2.4 CSV

MCMD processes tabular data in CSV format (Comma Separated Values) as illustrated in Figure 2.5. CSV is a de facto standard format for table-structured data. It is widely used as a tabular format to import and export data between application programs.

Product code, product name, classification, price
0899781,bread, food,128
8879674,orange juice, beverage,98
3244565,cheese, food,350
6711298,bowl, tableware,168

Figure 2.5: Example of CSV data

However, CSV is not a standard format endorsed by organization for standardization nor corporate initiatives, as a result the method of handling a CSV differs from each software vendor at present. The proposed RFC 4180 is an effort to formalize CSV as an Internet standard in October 2005 is a significant move to increase the portability of CSV. Augmented Backus-Naur Format (ABNF) for CSV files in RFC 4180 is shown in Figure 2.6.

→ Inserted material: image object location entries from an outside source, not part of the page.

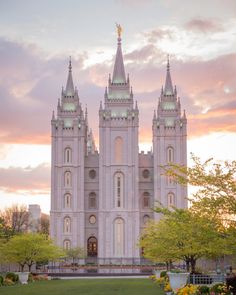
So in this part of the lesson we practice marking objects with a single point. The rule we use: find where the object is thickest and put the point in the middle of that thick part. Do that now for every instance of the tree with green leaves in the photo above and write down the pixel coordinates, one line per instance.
(74, 253)
(216, 188)
(182, 235)
(29, 248)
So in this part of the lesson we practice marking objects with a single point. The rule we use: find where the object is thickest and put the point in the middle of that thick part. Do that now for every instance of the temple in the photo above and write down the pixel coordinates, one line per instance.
(102, 200)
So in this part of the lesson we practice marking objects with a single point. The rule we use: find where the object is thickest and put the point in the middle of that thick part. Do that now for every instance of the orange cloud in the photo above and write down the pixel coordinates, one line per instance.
(26, 180)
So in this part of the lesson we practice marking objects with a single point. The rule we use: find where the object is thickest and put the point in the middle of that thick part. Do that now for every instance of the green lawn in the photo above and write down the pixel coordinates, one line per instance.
(86, 286)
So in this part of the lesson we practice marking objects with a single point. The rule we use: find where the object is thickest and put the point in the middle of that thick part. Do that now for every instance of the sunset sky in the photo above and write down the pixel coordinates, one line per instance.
(37, 38)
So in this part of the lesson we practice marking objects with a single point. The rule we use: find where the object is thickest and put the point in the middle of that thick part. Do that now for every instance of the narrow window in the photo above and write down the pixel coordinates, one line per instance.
(146, 200)
(67, 225)
(118, 150)
(67, 244)
(170, 155)
(67, 201)
(119, 237)
(170, 200)
(92, 201)
(68, 155)
(68, 179)
(119, 189)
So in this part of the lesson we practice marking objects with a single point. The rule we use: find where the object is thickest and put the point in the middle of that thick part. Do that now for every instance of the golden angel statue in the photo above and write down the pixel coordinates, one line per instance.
(119, 29)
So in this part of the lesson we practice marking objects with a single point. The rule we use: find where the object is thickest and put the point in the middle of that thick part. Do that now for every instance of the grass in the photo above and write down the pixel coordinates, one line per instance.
(86, 286)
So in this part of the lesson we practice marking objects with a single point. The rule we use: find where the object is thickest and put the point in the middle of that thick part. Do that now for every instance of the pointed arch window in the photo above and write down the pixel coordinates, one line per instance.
(67, 201)
(119, 237)
(92, 201)
(67, 225)
(170, 154)
(67, 244)
(118, 150)
(68, 155)
(170, 200)
(146, 200)
(67, 179)
(146, 219)
(119, 190)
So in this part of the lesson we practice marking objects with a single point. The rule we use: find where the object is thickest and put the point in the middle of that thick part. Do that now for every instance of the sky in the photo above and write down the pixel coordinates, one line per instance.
(37, 38)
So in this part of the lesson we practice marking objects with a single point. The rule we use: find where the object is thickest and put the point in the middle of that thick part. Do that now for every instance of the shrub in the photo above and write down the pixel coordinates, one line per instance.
(188, 289)
(199, 279)
(204, 289)
(40, 278)
(30, 278)
(12, 276)
(163, 274)
(231, 282)
(221, 289)
(8, 282)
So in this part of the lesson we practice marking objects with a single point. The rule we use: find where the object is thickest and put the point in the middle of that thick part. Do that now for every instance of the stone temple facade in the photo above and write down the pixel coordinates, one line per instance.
(102, 200)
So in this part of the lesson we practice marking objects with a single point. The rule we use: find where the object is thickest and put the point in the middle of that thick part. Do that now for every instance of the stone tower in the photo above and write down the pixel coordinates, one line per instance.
(69, 139)
(118, 167)
(169, 129)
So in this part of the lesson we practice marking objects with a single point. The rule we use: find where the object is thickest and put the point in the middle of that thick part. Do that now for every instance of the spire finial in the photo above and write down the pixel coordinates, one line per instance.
(119, 30)
(70, 66)
(168, 89)
(70, 91)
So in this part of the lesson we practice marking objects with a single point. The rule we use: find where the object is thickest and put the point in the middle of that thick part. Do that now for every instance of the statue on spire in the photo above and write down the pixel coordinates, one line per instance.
(119, 30)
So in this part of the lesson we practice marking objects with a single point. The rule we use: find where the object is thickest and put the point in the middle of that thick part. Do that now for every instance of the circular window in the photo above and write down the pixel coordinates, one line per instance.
(146, 173)
(92, 174)
(92, 219)
(146, 219)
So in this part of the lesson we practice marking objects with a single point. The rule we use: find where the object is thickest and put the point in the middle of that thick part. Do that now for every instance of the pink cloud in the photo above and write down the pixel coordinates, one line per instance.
(204, 25)
(30, 86)
(27, 180)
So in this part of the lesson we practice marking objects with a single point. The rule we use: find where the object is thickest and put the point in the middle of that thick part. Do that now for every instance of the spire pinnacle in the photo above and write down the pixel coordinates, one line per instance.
(168, 90)
(69, 85)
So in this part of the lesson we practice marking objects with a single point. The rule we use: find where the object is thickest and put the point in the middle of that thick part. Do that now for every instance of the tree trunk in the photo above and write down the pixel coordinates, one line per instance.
(187, 261)
(193, 264)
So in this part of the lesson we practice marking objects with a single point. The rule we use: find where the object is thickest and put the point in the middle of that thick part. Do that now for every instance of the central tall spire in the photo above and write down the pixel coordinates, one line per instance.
(119, 69)
(70, 85)
(168, 90)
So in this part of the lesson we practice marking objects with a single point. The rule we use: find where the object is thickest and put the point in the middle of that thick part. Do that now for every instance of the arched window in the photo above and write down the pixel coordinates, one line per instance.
(92, 201)
(146, 219)
(68, 181)
(146, 200)
(67, 225)
(67, 201)
(170, 154)
(170, 200)
(118, 150)
(68, 155)
(119, 237)
(67, 244)
(92, 247)
(119, 190)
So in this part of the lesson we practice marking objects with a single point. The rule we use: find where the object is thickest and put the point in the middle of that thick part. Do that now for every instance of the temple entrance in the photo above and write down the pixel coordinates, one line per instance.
(92, 249)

(A) file = [header CRLF] record *(CRLF record) [CRLF]
(B) header = name *(COMMA name)
(C) record = field *(COMMA field)
(D) name = field
(E) field = (escaped / non-escaped)
(F) escaped = DQUOTE *(TEXTDATA / COMMA / CR / LF / 2DQUOTE) DQUOTE
(G) non-escaped = *TEXTDATA
(H) COMMA = %x2C
(I) CR = %x0D ;as per section 6.1 of RFC 2234 [2]
(J) DQUOTE = %x22 ;as per section 6.1 of RFC 2234 [2]
(K) LF = %x0A ;as per section 6.1 of RFC 2234 [2]
(L) CRLF = CR LF ;as per section 6.1 of RFC 2234 [2]
(M) TEXTDATA = %x20-21 / %x23-2B / %x2D-7E

Figure 2.6: Definition of ABNF for CSV

Meaning of each line in Figure 2.6 is as follows.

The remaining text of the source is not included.